Today’s podcast is about the word “run”. You know what “run” means. If you are late, you have to run to catch the train. In a football game, the players run after the ball. But we can use “run” in lots of other ways as well. As we shall see.
Last week, I visited Ludlow, which is a town about one and a half hours’ drive from Birmingham. It is an old market town. There is a castle, and lots of “black and white” half-timbered buildings. A friend of mine runs a hotel in Ludlow, and that is where we stayed. From Ludlow, we drove along a road which runs beside a river to another town – even smaller – called Knighton. Knighton is in Wales, not England. You know that you are in Wales because all the road signs are in the Welsh language as well as in English.
The border between England and Wales has been peaceful now for hundreds of years. But it was not always like that. In the eighth century, King Offa ruled a kingdom called Mercia in central England. He had trouble with the Welsh. He built a great wall of earth and a ditch along the western border of Mercia to help to defend his kingdom. (He didn’t build it himself, of course – he sent thousands of his men to do it for him!) His wall is called Offa’s Dyke, and you can see the remains of it today. In fact there is a footpath which runs all the way along Offa’s Dyke. It starts in Prestatyn in north Wales and runs to Chepstow in the south. It crosses wild hills and beautiful valleys and is perhaps the finest long-distance footpath in Britain. Knighton is about half way along the footpath, and the local tourist authority runs an information centre there, where you can learn more about Offa’s Dyke.
Look at some of the ways we can use the word “run”.
My friend runs a hotel.
The tourist authority runs an information centre.
The road runs beside the river.
The Offa’s Dyke footpath runs from Prestatyn to Chepstow.

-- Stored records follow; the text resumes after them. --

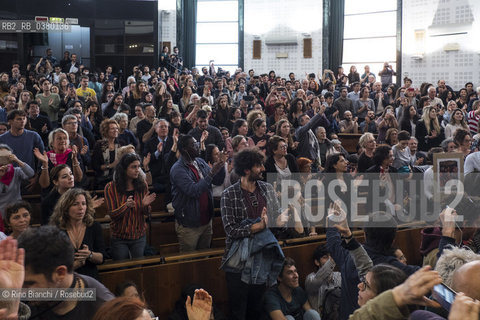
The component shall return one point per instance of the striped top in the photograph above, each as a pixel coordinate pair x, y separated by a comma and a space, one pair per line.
127, 223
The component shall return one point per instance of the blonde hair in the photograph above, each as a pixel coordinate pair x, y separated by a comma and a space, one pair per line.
363, 139
289, 137
427, 121
124, 150
60, 216
52, 134
254, 114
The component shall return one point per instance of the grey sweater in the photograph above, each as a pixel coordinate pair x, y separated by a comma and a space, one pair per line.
12, 191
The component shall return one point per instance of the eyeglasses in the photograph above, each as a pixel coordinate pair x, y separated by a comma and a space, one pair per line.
365, 285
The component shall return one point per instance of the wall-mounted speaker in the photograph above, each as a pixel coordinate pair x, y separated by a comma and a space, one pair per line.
307, 47
257, 49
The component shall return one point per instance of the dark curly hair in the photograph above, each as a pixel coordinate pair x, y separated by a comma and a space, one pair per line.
120, 175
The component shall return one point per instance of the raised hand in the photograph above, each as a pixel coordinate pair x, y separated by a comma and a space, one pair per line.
338, 217
447, 217
416, 287
12, 273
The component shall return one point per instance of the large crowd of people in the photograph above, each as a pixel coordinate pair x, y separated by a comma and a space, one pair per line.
208, 139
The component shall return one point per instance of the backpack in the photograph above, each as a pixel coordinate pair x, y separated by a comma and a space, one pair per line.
331, 304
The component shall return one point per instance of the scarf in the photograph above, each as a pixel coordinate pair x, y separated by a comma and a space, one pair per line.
8, 176
58, 158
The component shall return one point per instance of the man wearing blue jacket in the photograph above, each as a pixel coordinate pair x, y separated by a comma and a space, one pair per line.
192, 198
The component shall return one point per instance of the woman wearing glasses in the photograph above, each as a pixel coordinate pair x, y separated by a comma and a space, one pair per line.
74, 213
128, 202
105, 156
279, 161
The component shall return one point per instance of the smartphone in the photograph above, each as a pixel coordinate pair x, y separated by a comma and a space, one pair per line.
444, 295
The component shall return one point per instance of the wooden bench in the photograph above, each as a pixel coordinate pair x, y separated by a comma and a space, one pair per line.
163, 279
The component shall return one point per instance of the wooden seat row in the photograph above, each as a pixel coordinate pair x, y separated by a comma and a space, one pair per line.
162, 278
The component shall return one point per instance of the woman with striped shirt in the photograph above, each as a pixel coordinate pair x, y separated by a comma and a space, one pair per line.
128, 202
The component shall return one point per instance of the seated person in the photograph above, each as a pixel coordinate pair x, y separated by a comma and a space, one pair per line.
348, 124
287, 300
369, 125
17, 218
130, 290
324, 280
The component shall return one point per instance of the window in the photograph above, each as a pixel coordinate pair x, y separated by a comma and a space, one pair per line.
370, 34
217, 34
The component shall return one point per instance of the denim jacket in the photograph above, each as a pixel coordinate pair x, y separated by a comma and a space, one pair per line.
259, 258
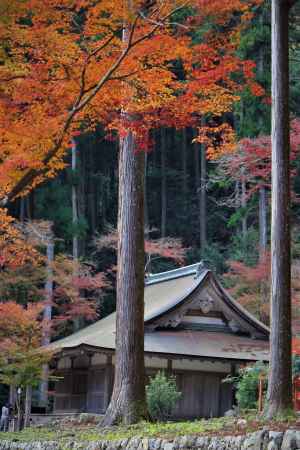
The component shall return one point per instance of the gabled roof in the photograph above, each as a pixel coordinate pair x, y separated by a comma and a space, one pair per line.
168, 295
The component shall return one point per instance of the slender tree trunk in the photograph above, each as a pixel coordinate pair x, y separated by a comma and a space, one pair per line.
280, 376
184, 170
163, 148
203, 212
28, 400
22, 209
146, 215
244, 204
263, 236
74, 201
198, 182
47, 316
128, 399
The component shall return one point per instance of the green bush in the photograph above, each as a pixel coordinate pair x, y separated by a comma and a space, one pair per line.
246, 384
162, 396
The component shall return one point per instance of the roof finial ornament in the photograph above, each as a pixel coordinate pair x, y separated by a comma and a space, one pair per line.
200, 268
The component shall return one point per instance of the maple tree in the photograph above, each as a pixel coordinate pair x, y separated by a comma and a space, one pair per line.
250, 160
68, 65
22, 356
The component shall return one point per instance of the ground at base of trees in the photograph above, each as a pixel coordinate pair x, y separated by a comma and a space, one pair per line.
88, 431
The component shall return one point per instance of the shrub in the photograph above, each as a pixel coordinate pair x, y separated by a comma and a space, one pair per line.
162, 396
247, 384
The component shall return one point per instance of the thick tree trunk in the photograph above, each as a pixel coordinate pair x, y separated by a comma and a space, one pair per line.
163, 148
128, 399
280, 376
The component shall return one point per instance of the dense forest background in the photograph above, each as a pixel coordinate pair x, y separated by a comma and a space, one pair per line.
217, 208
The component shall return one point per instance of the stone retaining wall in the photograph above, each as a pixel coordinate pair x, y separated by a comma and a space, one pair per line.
260, 440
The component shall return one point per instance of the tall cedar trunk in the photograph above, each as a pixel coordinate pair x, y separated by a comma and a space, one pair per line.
263, 238
184, 170
163, 148
28, 400
92, 214
128, 402
280, 376
244, 204
198, 182
202, 215
47, 316
146, 210
74, 201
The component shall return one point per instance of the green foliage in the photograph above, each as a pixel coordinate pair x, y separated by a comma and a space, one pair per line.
247, 384
244, 248
162, 396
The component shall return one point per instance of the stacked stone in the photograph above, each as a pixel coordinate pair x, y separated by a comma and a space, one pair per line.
260, 440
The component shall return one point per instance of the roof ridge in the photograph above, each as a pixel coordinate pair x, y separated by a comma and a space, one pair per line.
196, 269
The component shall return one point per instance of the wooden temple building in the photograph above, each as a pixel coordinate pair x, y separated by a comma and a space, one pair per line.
193, 329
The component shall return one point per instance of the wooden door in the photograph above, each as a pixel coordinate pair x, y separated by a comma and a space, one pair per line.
201, 395
96, 387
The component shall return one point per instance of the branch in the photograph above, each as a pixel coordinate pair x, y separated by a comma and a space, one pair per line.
82, 101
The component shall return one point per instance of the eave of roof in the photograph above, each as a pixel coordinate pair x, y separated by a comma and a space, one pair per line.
165, 292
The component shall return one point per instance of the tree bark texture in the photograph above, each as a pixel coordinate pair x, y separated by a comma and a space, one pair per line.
146, 209
128, 402
28, 401
163, 148
280, 376
74, 201
244, 204
263, 205
184, 170
47, 316
263, 228
202, 214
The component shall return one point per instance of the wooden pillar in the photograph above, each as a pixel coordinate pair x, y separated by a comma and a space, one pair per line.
108, 382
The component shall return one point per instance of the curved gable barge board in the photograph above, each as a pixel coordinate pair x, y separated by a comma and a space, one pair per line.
75, 351
238, 309
159, 313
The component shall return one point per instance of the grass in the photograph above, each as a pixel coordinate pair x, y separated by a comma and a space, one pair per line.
76, 432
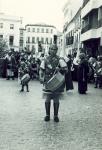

My local bus route runs from Druids Heath in south Birmingham to the city centre.
The buses run from 5am to midnight.
At weekends they run every hour throughout the night as well.
The play runs at the theatre from 7 to 27 March.
Last week, my car broke down. But now it is running fine.
Sometimes, I leave my computer running all night.
On Saturdays, the train runs 10 minutes earlier than on other days.
So you will have to run to catch it.